Quand j’avais un magasin à la ferme, je complétais notre gamme avec les légumes bio de collègues, en plus de nos propres produits.
Et très souvent, les mêmes phrases revenaient.
« Je comprends, mais là, avec tout ce qui augmente… »
« Chez Leclerc, c’est deux fois moins cher, et c’est français aussi. »
« J’aimerais acheter bio, mais je ne peux pas à ce prix là. »
Je ne jugeais pas.
Je constatais simplement un décalage.
Le décalage entre le prix affiché et le prix réel des choses.
Ce que le ticket de caisse ne montre pas
Selon le dernier rapport du Haut Commissariat à la Stratégie et au Plan, publié en octobre 2025, une partie importante du coût de notre modèle agricole actuel est payée ailleurs, plus tard, et par tout le monde.
Les surcoûts de traitement de l’eau liés aux pesticides représentent entre 260 et 360 millions d’euros par an. Ils sont directement répercutés sur les factures d’eau des ménages.
Si l’on ajoute les achats d’eau en bouteille liés à la crainte de la pollution, près d’un milliard d’euros sort chaque année des poches des familles.
Le coût total de dépollution des eaux contaminées atteint jusqu’à 120 milliards d’euros, en cumulant les coûts passés et actuels.
À cela s’ajoutent les coûts sanitaires directs liés aux maladies professionnelles reconnues, comme la maladie de Parkinson ou certains cancers. Ils dépassent 48 millions d’euros par an, sans même comptabiliser les conséquences humaines, sociales et familiales.
La facture invisible du non bio
Tout cela constitue le coût réel du non bio.
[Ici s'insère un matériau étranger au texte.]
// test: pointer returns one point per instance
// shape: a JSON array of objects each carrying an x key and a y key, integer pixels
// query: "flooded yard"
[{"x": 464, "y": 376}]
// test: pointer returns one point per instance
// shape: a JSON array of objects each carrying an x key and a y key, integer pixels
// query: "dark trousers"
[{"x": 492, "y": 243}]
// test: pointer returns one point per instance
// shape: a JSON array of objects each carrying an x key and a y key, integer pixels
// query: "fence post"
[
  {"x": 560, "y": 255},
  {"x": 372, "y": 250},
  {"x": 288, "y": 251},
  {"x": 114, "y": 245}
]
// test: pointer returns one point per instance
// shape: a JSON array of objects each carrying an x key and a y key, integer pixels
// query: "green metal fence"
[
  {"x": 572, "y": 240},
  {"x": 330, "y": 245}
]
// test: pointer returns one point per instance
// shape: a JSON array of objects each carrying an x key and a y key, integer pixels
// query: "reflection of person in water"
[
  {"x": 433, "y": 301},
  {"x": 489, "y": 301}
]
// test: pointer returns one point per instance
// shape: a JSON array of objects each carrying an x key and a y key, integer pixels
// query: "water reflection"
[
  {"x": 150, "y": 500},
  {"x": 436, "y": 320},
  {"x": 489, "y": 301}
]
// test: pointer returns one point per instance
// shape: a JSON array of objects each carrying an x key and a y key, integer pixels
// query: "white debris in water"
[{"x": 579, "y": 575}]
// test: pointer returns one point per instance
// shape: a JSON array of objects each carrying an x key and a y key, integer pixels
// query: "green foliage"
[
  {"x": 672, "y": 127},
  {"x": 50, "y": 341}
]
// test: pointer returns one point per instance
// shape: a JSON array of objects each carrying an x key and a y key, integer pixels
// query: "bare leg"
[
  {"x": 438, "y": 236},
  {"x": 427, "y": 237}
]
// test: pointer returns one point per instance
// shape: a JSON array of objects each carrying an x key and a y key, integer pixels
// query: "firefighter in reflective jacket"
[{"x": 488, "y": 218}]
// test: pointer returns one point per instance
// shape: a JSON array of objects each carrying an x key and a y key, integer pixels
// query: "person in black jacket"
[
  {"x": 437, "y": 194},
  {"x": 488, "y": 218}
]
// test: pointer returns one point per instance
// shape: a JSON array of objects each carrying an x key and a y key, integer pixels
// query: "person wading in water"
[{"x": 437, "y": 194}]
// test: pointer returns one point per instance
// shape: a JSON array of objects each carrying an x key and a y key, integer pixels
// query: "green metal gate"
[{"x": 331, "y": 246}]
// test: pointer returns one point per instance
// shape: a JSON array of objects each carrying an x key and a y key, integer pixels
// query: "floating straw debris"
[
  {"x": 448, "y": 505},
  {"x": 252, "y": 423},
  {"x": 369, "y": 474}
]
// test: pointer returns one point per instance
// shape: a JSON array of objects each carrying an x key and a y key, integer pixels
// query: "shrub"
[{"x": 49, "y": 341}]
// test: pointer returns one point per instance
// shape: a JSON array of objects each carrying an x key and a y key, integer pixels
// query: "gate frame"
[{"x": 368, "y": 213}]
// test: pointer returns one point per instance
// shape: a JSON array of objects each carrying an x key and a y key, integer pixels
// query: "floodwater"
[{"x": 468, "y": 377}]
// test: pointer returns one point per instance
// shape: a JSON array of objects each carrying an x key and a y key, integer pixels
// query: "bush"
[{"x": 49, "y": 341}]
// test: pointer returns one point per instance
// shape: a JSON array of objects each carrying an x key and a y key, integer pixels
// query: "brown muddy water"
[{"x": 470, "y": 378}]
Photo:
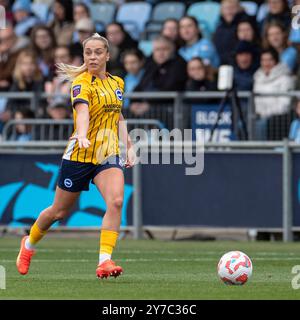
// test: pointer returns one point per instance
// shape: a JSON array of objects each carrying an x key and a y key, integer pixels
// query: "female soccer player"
[{"x": 92, "y": 154}]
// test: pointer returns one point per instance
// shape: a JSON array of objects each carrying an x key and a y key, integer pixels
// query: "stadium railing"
[
  {"x": 173, "y": 109},
  {"x": 53, "y": 130}
]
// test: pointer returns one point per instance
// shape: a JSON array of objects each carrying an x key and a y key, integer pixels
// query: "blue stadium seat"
[
  {"x": 165, "y": 10},
  {"x": 262, "y": 12},
  {"x": 103, "y": 13},
  {"x": 206, "y": 12},
  {"x": 41, "y": 11},
  {"x": 134, "y": 16},
  {"x": 146, "y": 47},
  {"x": 250, "y": 7}
]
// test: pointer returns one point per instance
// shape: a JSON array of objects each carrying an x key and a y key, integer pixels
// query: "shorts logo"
[
  {"x": 121, "y": 162},
  {"x": 68, "y": 183},
  {"x": 76, "y": 90},
  {"x": 119, "y": 95}
]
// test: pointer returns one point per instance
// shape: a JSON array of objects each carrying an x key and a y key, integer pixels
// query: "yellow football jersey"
[{"x": 104, "y": 100}]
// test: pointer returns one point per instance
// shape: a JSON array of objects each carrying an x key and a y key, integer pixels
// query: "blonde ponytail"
[{"x": 69, "y": 72}]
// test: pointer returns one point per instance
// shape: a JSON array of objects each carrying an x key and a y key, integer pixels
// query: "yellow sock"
[
  {"x": 36, "y": 234},
  {"x": 108, "y": 241}
]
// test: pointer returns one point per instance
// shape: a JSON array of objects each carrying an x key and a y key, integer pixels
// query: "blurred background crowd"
[{"x": 154, "y": 46}]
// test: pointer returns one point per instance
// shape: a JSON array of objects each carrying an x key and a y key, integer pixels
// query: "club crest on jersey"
[
  {"x": 119, "y": 95},
  {"x": 76, "y": 90}
]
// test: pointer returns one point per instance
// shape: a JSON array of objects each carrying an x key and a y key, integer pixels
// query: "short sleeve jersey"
[{"x": 104, "y": 99}]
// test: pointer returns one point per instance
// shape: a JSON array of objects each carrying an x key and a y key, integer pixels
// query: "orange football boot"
[
  {"x": 108, "y": 268},
  {"x": 24, "y": 258}
]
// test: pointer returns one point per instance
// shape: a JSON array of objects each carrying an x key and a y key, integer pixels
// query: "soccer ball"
[{"x": 235, "y": 268}]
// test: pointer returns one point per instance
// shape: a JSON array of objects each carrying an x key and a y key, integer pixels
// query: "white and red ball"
[{"x": 235, "y": 268}]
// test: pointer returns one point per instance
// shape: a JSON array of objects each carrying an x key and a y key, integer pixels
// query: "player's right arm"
[
  {"x": 80, "y": 97},
  {"x": 82, "y": 125}
]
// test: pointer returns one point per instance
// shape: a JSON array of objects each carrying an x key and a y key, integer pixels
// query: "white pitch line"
[
  {"x": 145, "y": 260},
  {"x": 198, "y": 252}
]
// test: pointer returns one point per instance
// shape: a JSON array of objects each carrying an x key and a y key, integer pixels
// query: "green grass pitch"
[{"x": 64, "y": 268}]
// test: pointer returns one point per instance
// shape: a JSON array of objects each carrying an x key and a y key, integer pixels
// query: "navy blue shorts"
[{"x": 76, "y": 176}]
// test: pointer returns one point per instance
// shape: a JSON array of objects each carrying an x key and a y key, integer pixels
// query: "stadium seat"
[
  {"x": 250, "y": 7},
  {"x": 103, "y": 13},
  {"x": 262, "y": 12},
  {"x": 134, "y": 16},
  {"x": 146, "y": 47},
  {"x": 165, "y": 10},
  {"x": 206, "y": 12},
  {"x": 41, "y": 11}
]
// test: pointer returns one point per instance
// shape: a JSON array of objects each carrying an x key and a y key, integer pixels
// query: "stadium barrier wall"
[
  {"x": 243, "y": 185},
  {"x": 180, "y": 115}
]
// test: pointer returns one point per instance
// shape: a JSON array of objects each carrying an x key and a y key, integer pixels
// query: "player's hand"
[
  {"x": 131, "y": 158},
  {"x": 83, "y": 142}
]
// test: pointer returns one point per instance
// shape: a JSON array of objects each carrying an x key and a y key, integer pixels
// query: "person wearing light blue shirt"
[
  {"x": 289, "y": 57},
  {"x": 295, "y": 126},
  {"x": 276, "y": 37},
  {"x": 195, "y": 45},
  {"x": 133, "y": 62}
]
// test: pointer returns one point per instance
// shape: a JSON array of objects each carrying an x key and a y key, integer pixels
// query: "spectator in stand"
[
  {"x": 247, "y": 30},
  {"x": 272, "y": 76},
  {"x": 278, "y": 11},
  {"x": 58, "y": 111},
  {"x": 225, "y": 38},
  {"x": 57, "y": 87},
  {"x": 245, "y": 66},
  {"x": 170, "y": 29},
  {"x": 23, "y": 131},
  {"x": 277, "y": 37},
  {"x": 62, "y": 25},
  {"x": 80, "y": 11},
  {"x": 133, "y": 60},
  {"x": 24, "y": 19},
  {"x": 9, "y": 18},
  {"x": 194, "y": 44},
  {"x": 294, "y": 133},
  {"x": 119, "y": 40},
  {"x": 85, "y": 29},
  {"x": 164, "y": 71},
  {"x": 43, "y": 44},
  {"x": 10, "y": 47},
  {"x": 200, "y": 76},
  {"x": 27, "y": 77}
]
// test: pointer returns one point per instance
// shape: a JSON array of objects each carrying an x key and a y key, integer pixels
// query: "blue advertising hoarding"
[
  {"x": 203, "y": 119},
  {"x": 235, "y": 190}
]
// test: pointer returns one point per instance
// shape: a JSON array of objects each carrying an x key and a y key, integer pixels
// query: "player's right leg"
[{"x": 60, "y": 208}]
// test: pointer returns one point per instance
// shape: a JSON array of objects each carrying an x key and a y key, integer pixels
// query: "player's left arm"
[{"x": 125, "y": 138}]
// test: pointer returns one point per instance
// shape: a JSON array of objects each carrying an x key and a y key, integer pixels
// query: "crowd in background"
[{"x": 265, "y": 57}]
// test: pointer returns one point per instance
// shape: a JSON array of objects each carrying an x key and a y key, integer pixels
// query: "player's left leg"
[{"x": 110, "y": 182}]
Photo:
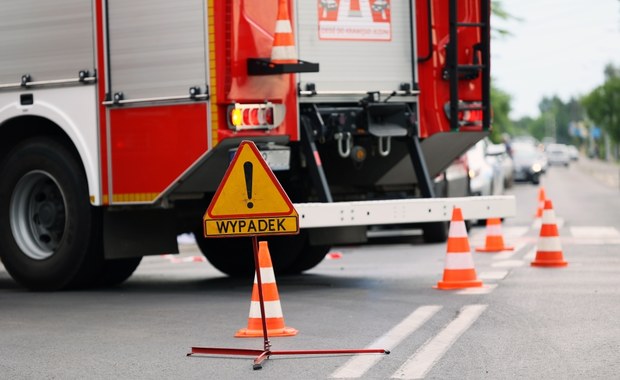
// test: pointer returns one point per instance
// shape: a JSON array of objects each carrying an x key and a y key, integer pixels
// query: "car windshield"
[{"x": 524, "y": 152}]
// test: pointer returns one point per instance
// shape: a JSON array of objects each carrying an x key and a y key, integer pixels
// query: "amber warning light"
[{"x": 255, "y": 116}]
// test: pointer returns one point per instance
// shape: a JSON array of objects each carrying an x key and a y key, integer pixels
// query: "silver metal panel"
[
  {"x": 49, "y": 40},
  {"x": 402, "y": 211},
  {"x": 157, "y": 47},
  {"x": 350, "y": 65}
]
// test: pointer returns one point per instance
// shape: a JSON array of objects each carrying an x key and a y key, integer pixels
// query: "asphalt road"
[{"x": 526, "y": 322}]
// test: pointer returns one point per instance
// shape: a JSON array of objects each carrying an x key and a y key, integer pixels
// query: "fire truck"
[{"x": 118, "y": 120}]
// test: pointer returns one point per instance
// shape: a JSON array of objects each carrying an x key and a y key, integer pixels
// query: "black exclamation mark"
[{"x": 247, "y": 169}]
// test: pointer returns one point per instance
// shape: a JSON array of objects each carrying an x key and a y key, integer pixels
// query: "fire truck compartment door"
[
  {"x": 50, "y": 40},
  {"x": 157, "y": 48},
  {"x": 363, "y": 49}
]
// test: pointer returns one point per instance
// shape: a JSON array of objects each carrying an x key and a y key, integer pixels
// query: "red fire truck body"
[{"x": 118, "y": 120}]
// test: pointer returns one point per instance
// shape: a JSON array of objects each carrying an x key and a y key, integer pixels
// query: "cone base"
[
  {"x": 494, "y": 249},
  {"x": 448, "y": 285},
  {"x": 247, "y": 333},
  {"x": 542, "y": 263}
]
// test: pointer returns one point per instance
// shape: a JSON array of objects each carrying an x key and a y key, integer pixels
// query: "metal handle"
[{"x": 156, "y": 99}]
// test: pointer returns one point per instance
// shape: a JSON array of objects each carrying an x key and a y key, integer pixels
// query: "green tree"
[
  {"x": 558, "y": 116},
  {"x": 603, "y": 106},
  {"x": 500, "y": 103}
]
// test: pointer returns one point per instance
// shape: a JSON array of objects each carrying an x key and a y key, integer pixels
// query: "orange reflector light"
[
  {"x": 235, "y": 117},
  {"x": 254, "y": 116}
]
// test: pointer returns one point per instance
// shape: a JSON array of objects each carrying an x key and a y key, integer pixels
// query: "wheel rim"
[{"x": 38, "y": 215}]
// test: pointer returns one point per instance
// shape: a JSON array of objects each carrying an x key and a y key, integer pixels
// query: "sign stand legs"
[{"x": 266, "y": 352}]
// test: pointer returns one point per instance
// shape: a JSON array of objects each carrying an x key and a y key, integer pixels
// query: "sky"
[{"x": 558, "y": 47}]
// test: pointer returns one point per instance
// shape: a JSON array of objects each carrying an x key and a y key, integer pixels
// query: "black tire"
[
  {"x": 235, "y": 256},
  {"x": 46, "y": 221},
  {"x": 436, "y": 232}
]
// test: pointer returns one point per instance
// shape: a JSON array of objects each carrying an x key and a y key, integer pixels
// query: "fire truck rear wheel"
[
  {"x": 235, "y": 257},
  {"x": 46, "y": 220}
]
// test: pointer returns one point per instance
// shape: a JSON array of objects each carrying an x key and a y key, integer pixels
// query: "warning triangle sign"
[{"x": 250, "y": 200}]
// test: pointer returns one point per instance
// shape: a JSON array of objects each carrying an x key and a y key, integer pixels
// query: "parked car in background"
[
  {"x": 573, "y": 153},
  {"x": 527, "y": 161},
  {"x": 499, "y": 154},
  {"x": 485, "y": 176},
  {"x": 557, "y": 154}
]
Une facture invisible, étalée dans le temps, diluée dans les impôts, les cotisations, les dépenses contraintes.
Alors non, les produits bio ne sont pas trop chers.
Ils paient simplement le prix réel, immédiatement, au lieu de le repousser sur la collectivité.
Ils intègrent dès aujourd’hui le coût du sol, de l’eau et de la santé.
Un débat mal posé
Le vrai scandale, ce n’est pas leur prix.
C’est que nous ayons fini par trouver normal que ce qui détruit coûte moins cher que ce qui préserve.
Le débat sur le bio est trop souvent réduit à une opposition caricaturale entre consommateurs vertueux et consommateurs contraints. Cette lecture est fausse et injuste.
La question n’est pas morale.
Elle est économique, sanitaire et politique.
Tant que les coûts environnementaux et sanitaires du modèle dominant resteront externalisés, le bio apparaîtra artificiellement plus cher.
Non pas parce qu’il l’est réellement, mais parce qu’il est l’un des rares à afficher le vrai prix.
C’est ce décalage là qu’il faut regarder en face.